Know when to eat and rehydrate

For athletes, knowing when to eat is as important as knowing what to eat. Try
to eat a pre-game meal 2 to 4 hours before your event. For a race, this could
be dinner the night before. A good pre-game meal is high in complex carbs
and low in protein and sugar. Avoid rich and greasy foods. These can be
harder for you to digest and can cause an upset stomach. You may find it
helpful to avoid food the hour before a sporting event. This is because
digestion uses up energy.

Staying hydrated is the most important thing athletes can do. This is
especially true on game day. Your body is made up of nearly 60% water.
During a workout, you quickly lose fluid when you sweat. Thirst is a sign of
dehydration. Don’t wait until you are thirsty to drink. A good rule of thumb is to
take a drink at least every 15 to 20 minutes.
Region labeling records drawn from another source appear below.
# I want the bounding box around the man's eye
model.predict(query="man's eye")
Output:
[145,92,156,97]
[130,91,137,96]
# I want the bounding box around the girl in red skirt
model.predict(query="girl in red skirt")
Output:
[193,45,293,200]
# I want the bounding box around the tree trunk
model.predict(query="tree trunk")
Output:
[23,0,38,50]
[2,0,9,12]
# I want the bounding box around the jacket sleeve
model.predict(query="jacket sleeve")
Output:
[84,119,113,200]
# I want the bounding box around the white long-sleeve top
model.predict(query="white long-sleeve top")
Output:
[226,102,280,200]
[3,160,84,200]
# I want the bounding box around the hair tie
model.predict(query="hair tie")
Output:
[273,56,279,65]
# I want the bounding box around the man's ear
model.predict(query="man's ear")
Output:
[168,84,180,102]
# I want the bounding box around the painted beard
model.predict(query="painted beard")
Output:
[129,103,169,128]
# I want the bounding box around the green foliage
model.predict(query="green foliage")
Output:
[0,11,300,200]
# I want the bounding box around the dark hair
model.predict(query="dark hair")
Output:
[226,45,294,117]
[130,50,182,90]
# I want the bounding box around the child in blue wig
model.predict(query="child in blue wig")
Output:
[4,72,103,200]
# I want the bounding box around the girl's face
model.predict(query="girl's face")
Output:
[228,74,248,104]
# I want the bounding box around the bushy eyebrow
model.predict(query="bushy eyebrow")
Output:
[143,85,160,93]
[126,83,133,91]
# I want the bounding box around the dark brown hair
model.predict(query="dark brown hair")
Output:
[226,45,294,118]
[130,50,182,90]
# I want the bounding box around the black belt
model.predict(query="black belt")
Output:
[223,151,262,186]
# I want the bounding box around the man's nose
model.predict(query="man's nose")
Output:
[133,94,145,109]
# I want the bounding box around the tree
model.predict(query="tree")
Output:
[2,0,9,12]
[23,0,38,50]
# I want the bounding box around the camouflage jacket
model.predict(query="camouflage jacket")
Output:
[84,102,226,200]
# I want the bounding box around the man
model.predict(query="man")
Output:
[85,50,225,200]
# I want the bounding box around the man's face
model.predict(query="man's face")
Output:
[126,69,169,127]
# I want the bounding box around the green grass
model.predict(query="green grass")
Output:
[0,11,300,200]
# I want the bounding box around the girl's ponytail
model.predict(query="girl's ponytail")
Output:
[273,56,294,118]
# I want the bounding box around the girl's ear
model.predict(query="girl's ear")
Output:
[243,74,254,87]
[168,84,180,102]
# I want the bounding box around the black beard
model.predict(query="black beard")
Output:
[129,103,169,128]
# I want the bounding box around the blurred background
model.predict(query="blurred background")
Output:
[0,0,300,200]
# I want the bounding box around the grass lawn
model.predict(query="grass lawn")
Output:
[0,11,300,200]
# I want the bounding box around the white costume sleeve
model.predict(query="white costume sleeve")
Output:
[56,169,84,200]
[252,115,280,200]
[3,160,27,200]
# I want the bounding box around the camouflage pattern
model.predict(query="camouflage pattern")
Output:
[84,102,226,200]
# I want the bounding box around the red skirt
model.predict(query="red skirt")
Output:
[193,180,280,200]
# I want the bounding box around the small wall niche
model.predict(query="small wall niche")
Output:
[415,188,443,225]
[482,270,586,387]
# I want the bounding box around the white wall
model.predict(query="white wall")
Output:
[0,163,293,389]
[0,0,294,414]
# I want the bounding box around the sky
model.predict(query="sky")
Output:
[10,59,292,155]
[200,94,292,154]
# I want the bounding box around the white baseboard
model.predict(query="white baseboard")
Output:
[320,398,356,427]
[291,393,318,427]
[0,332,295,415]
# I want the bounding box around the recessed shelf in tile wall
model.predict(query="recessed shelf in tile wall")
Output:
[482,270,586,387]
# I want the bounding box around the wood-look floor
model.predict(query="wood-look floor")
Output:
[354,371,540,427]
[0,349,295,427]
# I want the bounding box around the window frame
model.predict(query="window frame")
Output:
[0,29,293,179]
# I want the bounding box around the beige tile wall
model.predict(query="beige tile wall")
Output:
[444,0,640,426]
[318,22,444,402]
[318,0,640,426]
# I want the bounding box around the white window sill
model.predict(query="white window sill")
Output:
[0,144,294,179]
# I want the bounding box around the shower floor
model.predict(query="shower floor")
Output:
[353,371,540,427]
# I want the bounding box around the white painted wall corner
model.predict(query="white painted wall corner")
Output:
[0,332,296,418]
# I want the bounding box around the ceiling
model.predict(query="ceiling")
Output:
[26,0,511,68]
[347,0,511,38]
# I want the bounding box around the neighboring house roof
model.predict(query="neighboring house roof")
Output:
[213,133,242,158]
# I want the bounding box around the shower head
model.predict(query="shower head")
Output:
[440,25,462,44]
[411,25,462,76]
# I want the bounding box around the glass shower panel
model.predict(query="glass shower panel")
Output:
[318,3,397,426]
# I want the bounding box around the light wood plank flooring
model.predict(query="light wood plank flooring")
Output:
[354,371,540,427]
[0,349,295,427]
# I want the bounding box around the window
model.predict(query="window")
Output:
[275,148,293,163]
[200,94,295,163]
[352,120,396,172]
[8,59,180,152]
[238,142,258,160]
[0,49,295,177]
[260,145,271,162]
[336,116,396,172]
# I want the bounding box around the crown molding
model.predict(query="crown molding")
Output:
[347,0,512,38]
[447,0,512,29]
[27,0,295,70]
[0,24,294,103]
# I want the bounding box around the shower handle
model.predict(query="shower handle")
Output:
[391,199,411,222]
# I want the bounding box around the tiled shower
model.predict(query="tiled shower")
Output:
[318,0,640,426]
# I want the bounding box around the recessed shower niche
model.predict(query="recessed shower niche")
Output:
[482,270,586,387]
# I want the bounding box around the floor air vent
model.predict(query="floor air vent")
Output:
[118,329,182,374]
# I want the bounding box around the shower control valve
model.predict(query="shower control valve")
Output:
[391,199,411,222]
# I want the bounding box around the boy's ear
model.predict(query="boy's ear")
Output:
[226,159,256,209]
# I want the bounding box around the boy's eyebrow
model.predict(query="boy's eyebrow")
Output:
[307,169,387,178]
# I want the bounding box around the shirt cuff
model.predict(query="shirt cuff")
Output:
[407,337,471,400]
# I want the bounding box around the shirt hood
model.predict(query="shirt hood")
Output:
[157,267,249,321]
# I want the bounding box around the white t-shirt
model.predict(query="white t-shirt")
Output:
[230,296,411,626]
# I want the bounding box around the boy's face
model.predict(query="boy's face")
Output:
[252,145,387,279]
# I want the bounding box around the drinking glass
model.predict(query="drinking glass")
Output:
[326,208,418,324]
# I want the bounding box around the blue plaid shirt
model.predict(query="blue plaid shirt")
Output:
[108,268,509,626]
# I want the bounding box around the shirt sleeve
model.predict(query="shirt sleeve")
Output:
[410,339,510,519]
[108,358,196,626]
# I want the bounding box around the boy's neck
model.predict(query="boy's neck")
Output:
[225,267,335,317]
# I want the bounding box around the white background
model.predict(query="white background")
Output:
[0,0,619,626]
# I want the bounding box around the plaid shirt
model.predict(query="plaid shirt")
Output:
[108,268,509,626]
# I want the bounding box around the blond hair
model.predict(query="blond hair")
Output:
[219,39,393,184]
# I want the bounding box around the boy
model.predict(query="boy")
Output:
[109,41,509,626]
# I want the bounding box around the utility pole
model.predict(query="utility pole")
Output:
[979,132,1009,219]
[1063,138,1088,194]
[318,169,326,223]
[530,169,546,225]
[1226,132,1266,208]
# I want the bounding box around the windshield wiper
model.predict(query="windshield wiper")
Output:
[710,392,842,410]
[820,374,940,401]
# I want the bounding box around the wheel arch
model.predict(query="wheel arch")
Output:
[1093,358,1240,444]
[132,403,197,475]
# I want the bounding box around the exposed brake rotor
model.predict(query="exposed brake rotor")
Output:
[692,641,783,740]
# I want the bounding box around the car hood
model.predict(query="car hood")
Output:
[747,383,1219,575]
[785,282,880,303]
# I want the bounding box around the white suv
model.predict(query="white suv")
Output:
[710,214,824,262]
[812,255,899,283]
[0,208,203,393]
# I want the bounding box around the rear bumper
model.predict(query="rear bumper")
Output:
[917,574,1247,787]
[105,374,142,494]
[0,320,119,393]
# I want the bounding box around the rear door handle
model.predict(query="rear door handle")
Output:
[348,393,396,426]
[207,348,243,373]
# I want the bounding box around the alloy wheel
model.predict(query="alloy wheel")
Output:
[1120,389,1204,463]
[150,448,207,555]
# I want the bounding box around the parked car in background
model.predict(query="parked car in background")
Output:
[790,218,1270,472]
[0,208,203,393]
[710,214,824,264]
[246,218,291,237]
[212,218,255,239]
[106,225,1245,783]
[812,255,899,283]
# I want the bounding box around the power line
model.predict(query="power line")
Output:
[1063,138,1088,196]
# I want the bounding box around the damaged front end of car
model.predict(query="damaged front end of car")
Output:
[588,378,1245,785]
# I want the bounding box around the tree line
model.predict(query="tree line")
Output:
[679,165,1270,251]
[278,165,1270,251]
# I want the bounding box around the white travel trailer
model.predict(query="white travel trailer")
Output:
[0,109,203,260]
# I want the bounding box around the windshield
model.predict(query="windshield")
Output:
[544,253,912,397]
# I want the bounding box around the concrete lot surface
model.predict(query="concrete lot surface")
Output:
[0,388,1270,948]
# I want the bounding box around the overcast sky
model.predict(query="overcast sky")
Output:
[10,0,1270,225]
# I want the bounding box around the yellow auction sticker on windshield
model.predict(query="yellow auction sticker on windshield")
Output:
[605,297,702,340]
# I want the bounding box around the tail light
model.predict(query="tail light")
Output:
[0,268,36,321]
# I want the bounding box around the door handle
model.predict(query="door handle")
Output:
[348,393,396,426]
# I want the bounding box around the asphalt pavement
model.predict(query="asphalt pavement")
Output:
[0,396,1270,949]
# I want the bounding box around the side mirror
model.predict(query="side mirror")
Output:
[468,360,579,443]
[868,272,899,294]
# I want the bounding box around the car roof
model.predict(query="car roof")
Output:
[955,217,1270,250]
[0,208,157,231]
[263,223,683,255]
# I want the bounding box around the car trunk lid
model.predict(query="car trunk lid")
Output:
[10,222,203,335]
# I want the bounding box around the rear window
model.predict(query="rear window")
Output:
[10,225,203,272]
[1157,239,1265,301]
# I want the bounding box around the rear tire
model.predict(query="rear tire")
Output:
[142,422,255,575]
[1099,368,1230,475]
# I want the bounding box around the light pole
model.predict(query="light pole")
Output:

But, don’t drink so much that you
feel full.

Water is the best way to rehydrate. For short events (under an hour), water
can replace what you lose from sweating. For longer events, you may benefit
from sports drinks. They provide electrolytes and carbohydrates. Many
experts now recommend drinking chocolate milk after exercise. The protein in
milk helps with muscle recovery. It can have less sugar than sports or energy
drinks, and contains many vitamins and minerals. Avoid drinks that contain
caffeine. They can dehydrate you more and cause you to feel anxious or
jittery.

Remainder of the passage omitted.